Setup for Data Quality Rules engine
It’s possible to use NBi as a data quality rules engine. The assertions equal-to (subset-of, superset-of), unique-rows, row-count (all/no/single/some-rows) are supported in this context.
The gap between a data quality rule engine and an automated test framework is especially in the reporting. When using an automated testing tool, you usually don’t care of details when a test is successful. At the opposite, a data quality rules engine will need to report (at the minimum) how many rows were successful. To achieve this, NBi lets you configure a few specific attributes that you won’t use in when you’re targeting an automated testing tool.
A valid configuration, to use NBi as a data quality rules engine, is to set the format to JSON and the mode to Always (in place of respectively Markdown and OnFailure which are the default values).
<nbi>
<failure-report-profile
threshold-sample-items="50"
max-sample-items="25"
expected-set="None"
actual-set="None"
analysis-set="Sample"
format="Json"
mode="Always"
/>
</nbi>
These two settings will enable NBi to always add to the result file some information about the tests in a JSON format.
The JSON content is embedded in the element message of the xml file containing the results. This JSON document has the following structure: 3 items named
- actual: a table information for the actual result-set
- expected: a table information for the expected result-set [Only for equal-to, subset-of, superset-of]
- analysis: some tables information for the analysis
Depending on the type of the constraint, the item analysis could contain tables unexpected-rows, missing-rows, duplicated-rows, …
Each table information contains the row-count, if sampled the row-count of the sampled result-set, the structure of the result-set (for each column, the properties such as role, type, tolerance, roundings, …) and the rows. The representation of the value of each cell is in a text format independently of the underlying type.
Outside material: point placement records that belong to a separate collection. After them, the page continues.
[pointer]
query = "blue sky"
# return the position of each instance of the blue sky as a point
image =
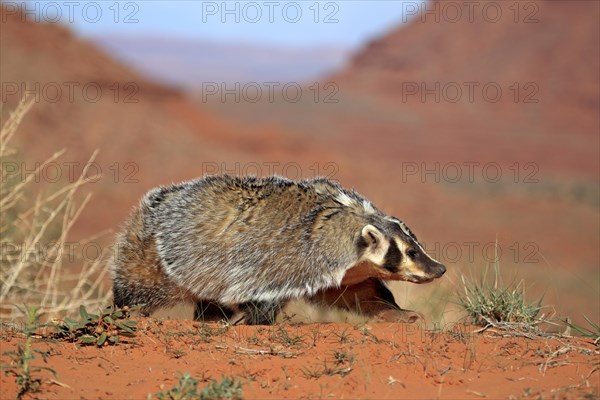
(287, 23)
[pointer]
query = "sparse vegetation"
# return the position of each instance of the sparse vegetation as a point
(488, 301)
(109, 327)
(34, 236)
(187, 389)
(592, 331)
(21, 366)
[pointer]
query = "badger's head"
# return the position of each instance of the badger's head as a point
(389, 250)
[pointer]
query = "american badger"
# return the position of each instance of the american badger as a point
(249, 245)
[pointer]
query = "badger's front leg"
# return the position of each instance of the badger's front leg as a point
(370, 297)
(260, 312)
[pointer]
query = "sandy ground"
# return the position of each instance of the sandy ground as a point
(334, 361)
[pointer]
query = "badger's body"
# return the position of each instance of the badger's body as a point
(251, 244)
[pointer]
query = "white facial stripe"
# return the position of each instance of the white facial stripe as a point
(344, 199)
(410, 234)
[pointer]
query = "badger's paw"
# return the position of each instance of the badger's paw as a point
(405, 316)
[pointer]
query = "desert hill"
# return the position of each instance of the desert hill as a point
(146, 133)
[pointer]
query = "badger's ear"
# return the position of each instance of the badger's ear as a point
(373, 237)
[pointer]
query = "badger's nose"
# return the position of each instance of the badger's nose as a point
(439, 270)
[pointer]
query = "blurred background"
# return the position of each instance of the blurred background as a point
(477, 123)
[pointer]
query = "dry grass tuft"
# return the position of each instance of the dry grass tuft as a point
(34, 265)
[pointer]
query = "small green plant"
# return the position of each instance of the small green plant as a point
(21, 360)
(228, 388)
(343, 366)
(281, 335)
(187, 389)
(110, 327)
(488, 302)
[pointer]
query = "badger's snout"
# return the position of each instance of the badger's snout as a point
(438, 270)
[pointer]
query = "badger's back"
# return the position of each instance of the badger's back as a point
(250, 239)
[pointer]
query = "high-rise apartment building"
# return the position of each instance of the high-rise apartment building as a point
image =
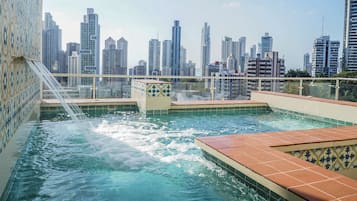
(205, 47)
(307, 64)
(266, 44)
(242, 46)
(51, 45)
(176, 48)
(72, 47)
(139, 69)
(242, 53)
(122, 46)
(109, 43)
(166, 57)
(325, 57)
(253, 51)
(111, 62)
(183, 58)
(74, 67)
(90, 45)
(154, 57)
(349, 60)
(270, 66)
(227, 48)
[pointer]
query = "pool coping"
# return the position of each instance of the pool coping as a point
(258, 157)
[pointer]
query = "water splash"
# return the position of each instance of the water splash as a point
(46, 77)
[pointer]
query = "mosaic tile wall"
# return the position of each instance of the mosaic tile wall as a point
(20, 35)
(153, 97)
(332, 158)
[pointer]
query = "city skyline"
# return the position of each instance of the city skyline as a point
(232, 18)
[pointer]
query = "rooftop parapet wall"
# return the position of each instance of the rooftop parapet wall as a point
(339, 110)
(20, 36)
(152, 95)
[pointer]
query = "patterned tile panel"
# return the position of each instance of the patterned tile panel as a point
(332, 158)
(20, 35)
(158, 90)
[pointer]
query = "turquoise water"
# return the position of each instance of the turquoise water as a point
(128, 156)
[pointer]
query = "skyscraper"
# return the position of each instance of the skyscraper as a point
(205, 48)
(269, 66)
(166, 57)
(307, 63)
(349, 60)
(122, 45)
(242, 46)
(110, 58)
(74, 67)
(154, 57)
(176, 48)
(253, 51)
(227, 46)
(72, 47)
(112, 63)
(90, 44)
(51, 44)
(183, 58)
(242, 52)
(110, 43)
(267, 44)
(325, 57)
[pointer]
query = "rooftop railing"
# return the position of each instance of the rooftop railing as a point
(191, 88)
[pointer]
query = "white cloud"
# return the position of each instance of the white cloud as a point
(231, 4)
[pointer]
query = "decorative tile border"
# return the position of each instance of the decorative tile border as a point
(263, 191)
(313, 117)
(331, 158)
(19, 88)
(95, 110)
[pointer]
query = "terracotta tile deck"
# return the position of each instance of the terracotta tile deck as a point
(311, 182)
(215, 102)
(87, 102)
(339, 102)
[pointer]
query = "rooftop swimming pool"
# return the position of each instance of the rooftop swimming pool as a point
(129, 156)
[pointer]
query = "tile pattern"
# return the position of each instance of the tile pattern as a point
(151, 95)
(157, 90)
(20, 35)
(332, 158)
(312, 117)
(258, 157)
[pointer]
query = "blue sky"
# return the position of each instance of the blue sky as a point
(294, 24)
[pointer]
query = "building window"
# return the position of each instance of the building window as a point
(5, 36)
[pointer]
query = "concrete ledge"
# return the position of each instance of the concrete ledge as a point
(215, 104)
(90, 102)
(260, 157)
(339, 110)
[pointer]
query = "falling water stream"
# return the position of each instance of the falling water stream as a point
(44, 74)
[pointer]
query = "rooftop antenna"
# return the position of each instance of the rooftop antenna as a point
(323, 25)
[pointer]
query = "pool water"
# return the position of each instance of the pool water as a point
(128, 156)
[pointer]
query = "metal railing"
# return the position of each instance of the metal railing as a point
(207, 88)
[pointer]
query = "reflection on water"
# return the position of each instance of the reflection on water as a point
(128, 156)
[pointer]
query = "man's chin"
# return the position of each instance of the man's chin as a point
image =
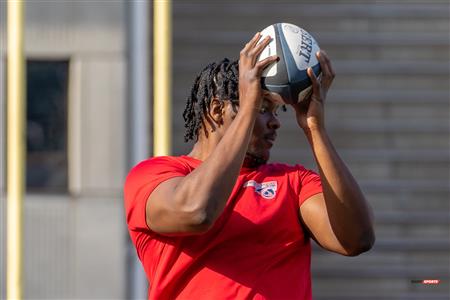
(254, 161)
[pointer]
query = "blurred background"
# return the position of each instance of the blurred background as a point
(387, 112)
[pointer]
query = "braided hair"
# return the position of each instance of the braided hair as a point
(219, 80)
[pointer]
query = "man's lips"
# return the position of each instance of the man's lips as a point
(270, 138)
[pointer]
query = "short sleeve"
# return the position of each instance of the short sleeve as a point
(140, 183)
(310, 184)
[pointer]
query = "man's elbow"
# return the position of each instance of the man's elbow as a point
(361, 245)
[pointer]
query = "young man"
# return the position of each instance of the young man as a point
(222, 223)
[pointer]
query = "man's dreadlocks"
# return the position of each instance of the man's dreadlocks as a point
(218, 80)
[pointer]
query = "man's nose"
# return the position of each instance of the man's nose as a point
(274, 123)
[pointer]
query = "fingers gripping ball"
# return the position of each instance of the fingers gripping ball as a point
(297, 50)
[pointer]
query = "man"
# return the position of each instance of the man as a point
(222, 223)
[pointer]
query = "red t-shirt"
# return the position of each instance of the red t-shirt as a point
(256, 249)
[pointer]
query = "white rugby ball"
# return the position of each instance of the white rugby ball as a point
(297, 50)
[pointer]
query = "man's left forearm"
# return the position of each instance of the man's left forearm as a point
(349, 213)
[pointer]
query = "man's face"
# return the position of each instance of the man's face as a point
(264, 132)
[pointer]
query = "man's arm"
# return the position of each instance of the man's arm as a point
(191, 204)
(340, 218)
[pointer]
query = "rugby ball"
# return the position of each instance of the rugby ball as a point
(297, 50)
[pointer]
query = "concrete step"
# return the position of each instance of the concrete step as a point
(351, 271)
(315, 9)
(399, 224)
(378, 288)
(431, 258)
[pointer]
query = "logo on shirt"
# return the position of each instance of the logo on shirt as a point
(267, 190)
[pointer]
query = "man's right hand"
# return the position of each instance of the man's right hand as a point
(250, 71)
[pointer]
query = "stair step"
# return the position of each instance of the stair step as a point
(381, 271)
(428, 295)
(317, 10)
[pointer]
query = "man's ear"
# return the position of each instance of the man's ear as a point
(216, 111)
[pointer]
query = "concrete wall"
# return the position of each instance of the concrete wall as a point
(75, 244)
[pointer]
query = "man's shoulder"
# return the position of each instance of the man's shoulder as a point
(276, 167)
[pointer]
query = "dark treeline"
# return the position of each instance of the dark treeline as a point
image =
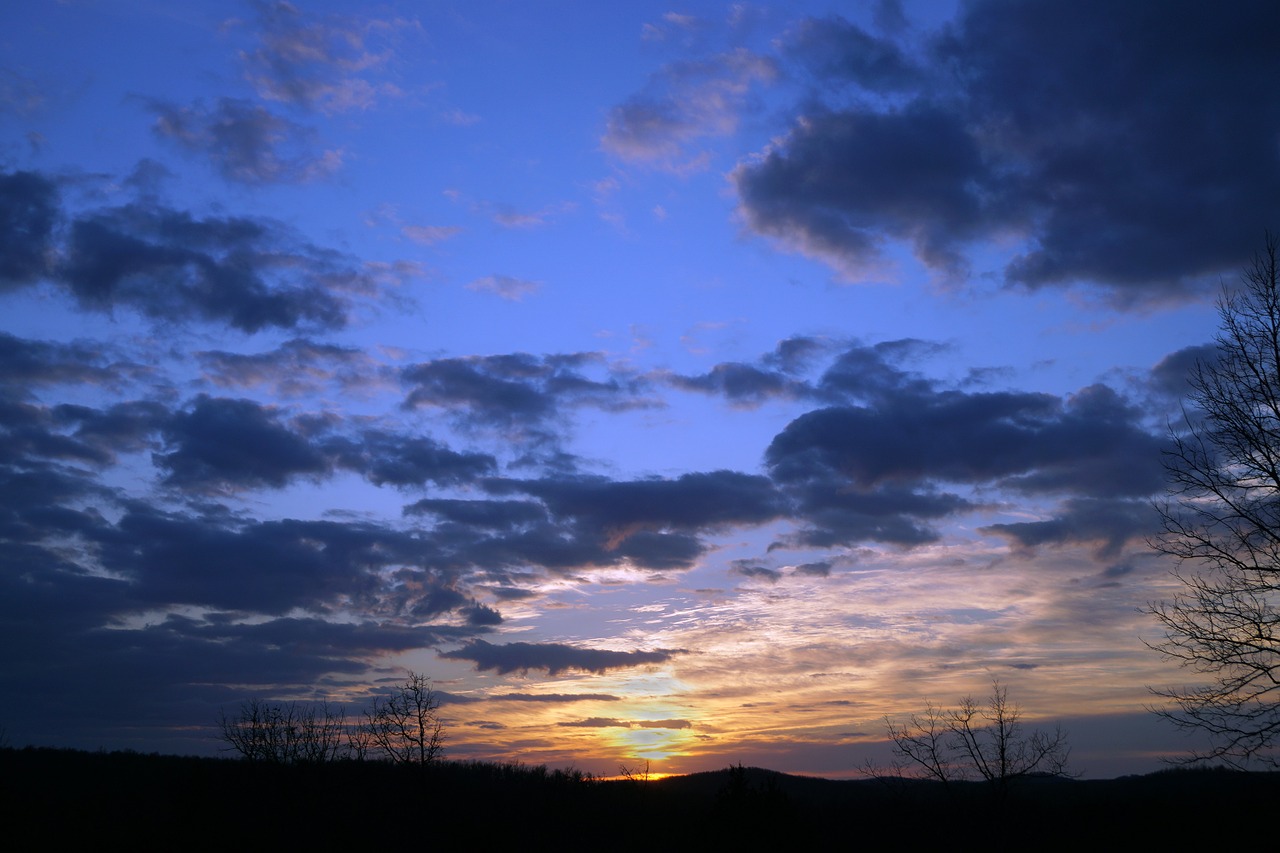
(167, 802)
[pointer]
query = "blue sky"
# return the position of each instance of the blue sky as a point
(695, 383)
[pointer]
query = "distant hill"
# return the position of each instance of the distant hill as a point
(169, 802)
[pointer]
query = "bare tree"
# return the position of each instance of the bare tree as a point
(284, 733)
(1221, 520)
(978, 742)
(406, 724)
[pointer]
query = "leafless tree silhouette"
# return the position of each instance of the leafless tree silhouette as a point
(406, 724)
(978, 742)
(1221, 520)
(284, 733)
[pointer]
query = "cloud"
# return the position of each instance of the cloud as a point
(297, 366)
(325, 64)
(245, 142)
(28, 211)
(170, 265)
(19, 94)
(597, 723)
(609, 723)
(682, 104)
(553, 657)
(554, 697)
(880, 466)
(430, 235)
(743, 384)
(753, 571)
(1109, 524)
(513, 290)
(840, 53)
(24, 363)
(392, 459)
(234, 443)
(1029, 121)
(519, 389)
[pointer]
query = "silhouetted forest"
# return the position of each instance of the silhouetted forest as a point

This is a choice made to let you capture specific values such as (any), (value) or (empty).
<test-case name="NBi.NUnit.Runtime.TestSuite.Simple equalTo with Failure" description="" executed="True" result="Error" success="False" time="1.351" asserts="1">
<categories>
<category name="Execution" />
</categories>
<failure>
<message><![CDATA[NBi.NUnit.Runtime.CustomStackTraceAssertionException : {"expected":{"total-rows":2,"table":{"columns":[{"position":0,"name":"Column1","role":"KEY","type":"Text"},{"position":1,"name":"Column2","role":"VALUE","type":"Numeric"}],"rows":[["Alpha","1"],["Beta","3"]]}},"actual":{"total-rows":2,"table":{"columns":[{"position":0,"name":"Column1","role":"KEY","type":"Text"},{"position":1,"name":"Column2","role":"VALUE","type":"Numeric"}],"rows":[["Alpha","1"],["Beta","2"]]}},"analysis":{"unexpected":{"total-rows":0},"missing":{"total-rows":0},"duplicated":{"total-rows":0},"non-matching":{"total-rows":1,"table":{"columns":[{"position":0,"name":"Column1","role":"KEY","type":"Text"},{"position":1,"name":"Column2","role":"VALUE","type":"Numeric"}],"rows":[[{"value":"Beta"},{"value":"2","expectation":"3"}]]}}}}]]></message>
<stack-trace><![CDATA[<?xml version="1.0" encoding="utf-16"?>...]]></stack-trace>
</failure>
</test-case>